Psychiatre addictologue, Guillaume Airagnes, directeur de l’Observatoire français des drogues et des tendances addictives (OFDT), nous partage sa parole d’expert sur les jeunes et les addictions.
Les faits marquants ?
L’un d’entre eux va à l’encontre des idées reçues. Depuis les années 2010, on observe en effet une baisse des consommations de substances psychoactives chez les adolescents français : alcool, tabac, cannabis, cocaïne, ecstasy… Certaines baisses sont spectaculaires. Le tabac par exemple : en 2011, 31 % de tabagisme quotidien chez les lycéens vs 6,2 % en 2022.
Ce recul des consommations des adolescents français se constatent aussi au niveau international* :
- Consommation d’alcool au moins une fois avant l’âge de 11 ans : 1ère place du classement pour la France en 2018 et 12ème place en 2022.
- Consommation de tabac au cours des 30 derniers jours à l’âge de 15 ans : 14ème place du classement en 2018 et 26ème place en 2022.
Les hypothèses non exhaustives qui expliquent cette baisse ?

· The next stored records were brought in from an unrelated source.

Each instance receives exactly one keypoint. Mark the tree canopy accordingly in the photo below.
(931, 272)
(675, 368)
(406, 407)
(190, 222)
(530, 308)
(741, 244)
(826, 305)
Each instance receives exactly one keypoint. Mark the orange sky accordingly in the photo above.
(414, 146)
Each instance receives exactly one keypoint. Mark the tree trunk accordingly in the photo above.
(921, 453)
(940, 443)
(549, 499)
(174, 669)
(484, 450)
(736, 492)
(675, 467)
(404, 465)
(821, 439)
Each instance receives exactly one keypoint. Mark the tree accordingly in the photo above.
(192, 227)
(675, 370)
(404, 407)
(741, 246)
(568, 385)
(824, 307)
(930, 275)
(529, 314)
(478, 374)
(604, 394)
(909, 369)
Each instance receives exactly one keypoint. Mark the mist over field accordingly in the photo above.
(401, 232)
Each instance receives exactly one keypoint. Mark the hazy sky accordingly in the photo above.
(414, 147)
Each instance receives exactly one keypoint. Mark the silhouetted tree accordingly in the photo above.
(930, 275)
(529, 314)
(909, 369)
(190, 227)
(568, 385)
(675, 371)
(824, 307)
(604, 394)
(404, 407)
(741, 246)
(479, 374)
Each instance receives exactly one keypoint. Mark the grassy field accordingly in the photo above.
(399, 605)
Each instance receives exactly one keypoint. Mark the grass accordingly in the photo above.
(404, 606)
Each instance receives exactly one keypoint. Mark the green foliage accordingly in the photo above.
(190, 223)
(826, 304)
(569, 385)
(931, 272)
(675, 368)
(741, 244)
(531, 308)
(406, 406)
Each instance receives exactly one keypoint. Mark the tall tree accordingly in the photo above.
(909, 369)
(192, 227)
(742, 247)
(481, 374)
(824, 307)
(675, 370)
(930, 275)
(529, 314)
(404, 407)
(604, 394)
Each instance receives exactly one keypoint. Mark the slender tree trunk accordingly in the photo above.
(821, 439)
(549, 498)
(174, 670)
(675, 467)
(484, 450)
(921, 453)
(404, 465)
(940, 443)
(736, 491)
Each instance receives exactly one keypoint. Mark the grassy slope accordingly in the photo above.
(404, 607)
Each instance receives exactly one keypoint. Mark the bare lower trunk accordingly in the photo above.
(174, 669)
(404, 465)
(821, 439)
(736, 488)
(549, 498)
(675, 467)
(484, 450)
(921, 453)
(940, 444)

- L’action publique, ses campagnes de prévention,
- Une volonté proactive de déployer des programmes de développement des compétences psychosociales des jeunes, qui les aident à résister à l’influence d’un groupe, à développer leur esprit critique et à s’affirmer… jouant un rôle important dans la réduction de leur niveau de consommation,
- Un changement dans les modes de sociabilisation des jeunes : via les réseaux sociaux, les médias numériques plutôt qu’en partageant des consommations de substances.
Les points de vigilance ?
- La santé mentale se dégrade : ce n’est pas parce que les niveaux de consommation de substances psychoactives baissent chez les adolescents que cela signifie nécessairement que leur santé mentale est bonne. Dans l’enquête ESCAPAD 2022, 5,6 % des jeunes de 17 ans présentent un risque important de dépression. C’est 3 points de plus qu’en 2017.
- L’émergence d’autres substances psychoactives : poppers, gaz hilarant… En 2022, 5,4 % des lycéens déclarent avoir déjà expérimenté le gaz hilarant, qui provoque pourtant des déficits en vitamines B12 lorsqu’il est utilisé régulièrement, essentielles au fonctionnement des neurones.
Comment prévenir, agir ?
En poursuivant les actions de santé publique et en développant les programmes d’optimisation des compétences psychosociales des jeunes. Pour les substances émergentes, à la fois informer les différents publics, et faire de la prévention auprès des jeunes et des professionnels de santé amenés à les côtoyer. Et combiner cela à des mesures de respect des interdits qui sont protecteurs.
*Enquêtes HBSC et EnCLASS France 2018 et 2022 menées dans 44 pays.